Quelques mois plus tard, l’oncle de Phanuel voulut réaliser le rêve de son neveu et lui offrit un chiot, un berger chinois. Phanuel fut très heureux et, se souvenant des conseils de sa maman, mit le chiot dans un plat avec de l’eau pour le ramener chez lui. A son arrivée, sa mère ouvrit le plat, découvrit le chiot noyé et s’évanouit. Lorsqu’elle reprit connaissance, elle dit à son fils : « Mon fils ! Tu n’as donc rien compris ! On ne met pas un chien dans un plat rempli d ’eau ! On le traine en laisse ! » Le jeune Phanuel fut surpris, il regarda sa mère avec des yeux tout ronds. « Il faut mettre une corde autour du cou du chien (ne serre pas trop la corde !) puis l’appeler pour qu’il vienne ». Phanuel hocha la tête et promit à sa mère de ne plus faire de bêtises.

Quelques années plus tard, Phanuel avait alors vingt ans, toutes les filles tombaient amoureuses de lui parce qu’il était très beau, très grand et très fort. Mais il était aussi très peureux : à chaque fois qu’une fille lui souriait, il se sauvait et se cachait sous son lit. Un jour sa mère lui choisit la plus belle fille du village pour épouser son fils. Phanuel se sentait bizarre, pourtant il accepta la proposition de sa mère, parce qu’elle était gentille et qu’elle lui avait toujours donné de bons conseils.

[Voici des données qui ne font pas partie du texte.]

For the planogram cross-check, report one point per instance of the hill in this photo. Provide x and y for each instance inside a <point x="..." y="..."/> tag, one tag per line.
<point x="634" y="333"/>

Le jour du mariage, après la cérémonie, Phanuel alla chercher une corde, la mit autour du cou de la jeune mariée et passa l’autre bout autour de son cou à lui. Tous les invités furent étonnés et sourirent. La mère du marié dit : « Ce n’est pas comme ça qu’on s’occupe de sa femme ! ». Phanuel répondit : « Si elle tombe, je tombe aussi. Si elle se relève, je me relève aussi. Nous sommes liés et la corde est le signe de ce lien. Je ne suis pas malin, mais je suis intelligent ». Depuis ce jour, dans le pays de Phanuel, les mariés se mettent la corde autour du cou en symbole de leur amour.